In this collision of live action and animation, Amy Adams (absolutely great in “Junebug”) plays Gisele, an adorable waif who’s suddenly thrust from her cartoon home of Andalasia to a flesh-and-blood New York City. A stranger in a strange land, Gisele can only bide her time until her dashing fiancé (James Marsden) comes to sweep her off her feet.
But as it turns out, her true love may instead turn out to be Robert (Patrick Dempsey), a cynical attorney whose growing affections for Gisele just might prove that there’s room in reality for a fairy-tale ending.

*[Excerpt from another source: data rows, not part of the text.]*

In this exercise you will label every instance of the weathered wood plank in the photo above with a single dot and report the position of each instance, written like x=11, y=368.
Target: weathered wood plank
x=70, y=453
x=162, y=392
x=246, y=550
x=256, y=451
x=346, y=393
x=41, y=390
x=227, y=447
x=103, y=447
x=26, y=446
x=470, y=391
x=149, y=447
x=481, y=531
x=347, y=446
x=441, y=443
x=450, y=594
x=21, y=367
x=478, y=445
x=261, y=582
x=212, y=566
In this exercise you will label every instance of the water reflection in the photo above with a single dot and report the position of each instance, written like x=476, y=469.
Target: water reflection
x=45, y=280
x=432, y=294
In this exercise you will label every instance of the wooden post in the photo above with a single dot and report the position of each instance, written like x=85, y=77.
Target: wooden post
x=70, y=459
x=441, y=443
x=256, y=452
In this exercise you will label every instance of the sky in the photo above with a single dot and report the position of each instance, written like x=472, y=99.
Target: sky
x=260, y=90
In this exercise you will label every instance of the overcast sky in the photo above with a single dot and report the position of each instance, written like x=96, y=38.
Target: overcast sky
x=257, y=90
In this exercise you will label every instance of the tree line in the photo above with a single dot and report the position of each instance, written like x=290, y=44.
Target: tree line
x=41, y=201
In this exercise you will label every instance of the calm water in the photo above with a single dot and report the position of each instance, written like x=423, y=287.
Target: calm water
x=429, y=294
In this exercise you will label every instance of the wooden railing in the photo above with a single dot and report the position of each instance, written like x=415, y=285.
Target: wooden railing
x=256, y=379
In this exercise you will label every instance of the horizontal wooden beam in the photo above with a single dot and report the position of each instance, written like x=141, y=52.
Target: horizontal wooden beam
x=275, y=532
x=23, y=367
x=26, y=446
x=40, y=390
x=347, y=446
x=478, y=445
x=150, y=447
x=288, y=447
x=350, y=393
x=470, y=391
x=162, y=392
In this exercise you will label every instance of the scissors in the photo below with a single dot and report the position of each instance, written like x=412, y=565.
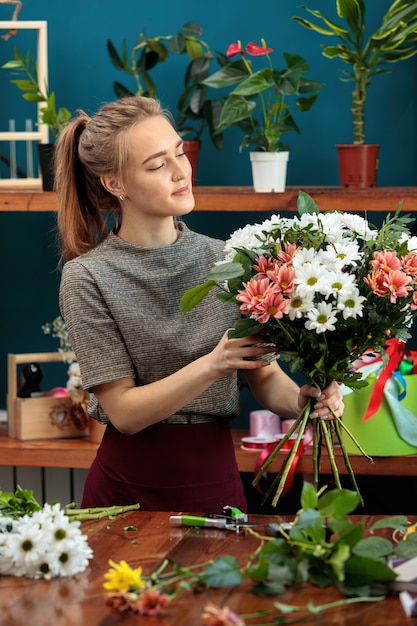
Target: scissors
x=233, y=519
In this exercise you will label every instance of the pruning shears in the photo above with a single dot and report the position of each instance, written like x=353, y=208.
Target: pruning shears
x=233, y=519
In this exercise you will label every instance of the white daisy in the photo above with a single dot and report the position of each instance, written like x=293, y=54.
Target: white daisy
x=247, y=237
x=312, y=278
x=359, y=226
x=351, y=304
x=298, y=306
x=340, y=283
x=321, y=318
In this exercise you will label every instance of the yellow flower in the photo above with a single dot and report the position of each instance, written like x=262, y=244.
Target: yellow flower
x=121, y=577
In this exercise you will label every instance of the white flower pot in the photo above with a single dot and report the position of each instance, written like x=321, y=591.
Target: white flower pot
x=269, y=170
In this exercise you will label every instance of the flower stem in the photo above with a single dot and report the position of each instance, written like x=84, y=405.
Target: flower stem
x=280, y=445
x=330, y=451
x=347, y=460
x=347, y=431
x=315, y=455
x=290, y=457
x=98, y=512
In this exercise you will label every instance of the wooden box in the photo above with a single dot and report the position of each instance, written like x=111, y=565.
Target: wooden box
x=40, y=417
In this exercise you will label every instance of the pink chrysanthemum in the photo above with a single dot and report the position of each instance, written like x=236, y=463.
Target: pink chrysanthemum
x=260, y=299
x=409, y=263
x=386, y=261
x=397, y=283
x=375, y=282
x=151, y=602
x=283, y=279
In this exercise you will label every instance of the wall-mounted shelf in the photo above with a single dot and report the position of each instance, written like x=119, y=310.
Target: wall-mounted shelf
x=225, y=199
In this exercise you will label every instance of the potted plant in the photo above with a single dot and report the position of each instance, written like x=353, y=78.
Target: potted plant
x=195, y=110
x=55, y=119
x=259, y=104
x=366, y=57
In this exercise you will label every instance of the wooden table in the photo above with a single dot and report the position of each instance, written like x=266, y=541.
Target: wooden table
x=79, y=601
x=79, y=453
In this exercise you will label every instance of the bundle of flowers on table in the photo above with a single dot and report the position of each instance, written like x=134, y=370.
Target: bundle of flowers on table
x=45, y=541
x=324, y=289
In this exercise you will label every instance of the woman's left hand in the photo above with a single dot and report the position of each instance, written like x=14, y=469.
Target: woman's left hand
x=326, y=401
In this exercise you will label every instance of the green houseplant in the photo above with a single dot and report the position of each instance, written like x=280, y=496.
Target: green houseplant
x=195, y=110
x=366, y=57
x=262, y=103
x=25, y=67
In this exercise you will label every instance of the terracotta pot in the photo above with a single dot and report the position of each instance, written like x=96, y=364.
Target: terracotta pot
x=192, y=149
x=358, y=164
x=269, y=170
x=46, y=164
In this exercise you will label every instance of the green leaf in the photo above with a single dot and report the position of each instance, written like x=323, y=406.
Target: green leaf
x=224, y=572
x=365, y=570
x=374, y=547
x=306, y=204
x=309, y=498
x=195, y=295
x=225, y=271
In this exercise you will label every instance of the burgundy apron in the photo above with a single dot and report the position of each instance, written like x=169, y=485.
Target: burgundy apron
x=167, y=467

I’ve really had my fill of “Shrek”-style, “fractured fairytale” movies over the past couple of years, so I’m glad that “Enchanted” didn’t take the easy way out and cram the script with enough pop culture references to make you want to move to Bulgaria. But this still leaves “Enchanted” in a position not unlike that of “Fred Claus,” in which the film’s intentions (to contrast the sugary-sweet world of cartoon musicals with the harshness of real life) could have really soared if it were allowed to morph into something along the lines of “Bad Santa.” I giggle deviously at the thought of what “Enchanted” could be with a more adult edge, but as is, it’s merely one of the more tolerable but still unexciting kiddie movies in recent memory.
Adams is a treasure of an actress who gives her all into playing a character whose cheeriness makes SpongeBob look like a manic-depressive, something that simultaneously induces both cringes and chuckles. The scene where Gisele and an army of rats, pigeons and cockroaches clean up Robert’s apartment while she sings the aptly-titled “Happy Working Song,” is one of the film’s highlights.
Dempsey isn’t half-bad as the jaded New Yorker Gisele gradually falls in love with, Marsden has fun lampooning the image of Disney heroes, and Susan Sarandon has a ball vamping it up as the obligatory evil queen, who’s hell-bent on stopping Gisele from usurping her throne.
But despite its attempts to change up the traditional Disney formula at least a little bit, “Enchanted” still comes across as being a little too restrictive and by-the-books, especially for a studio that once prided itself on being a bastion of imagination.
A.J. Hakari is a student at UW-River Falls.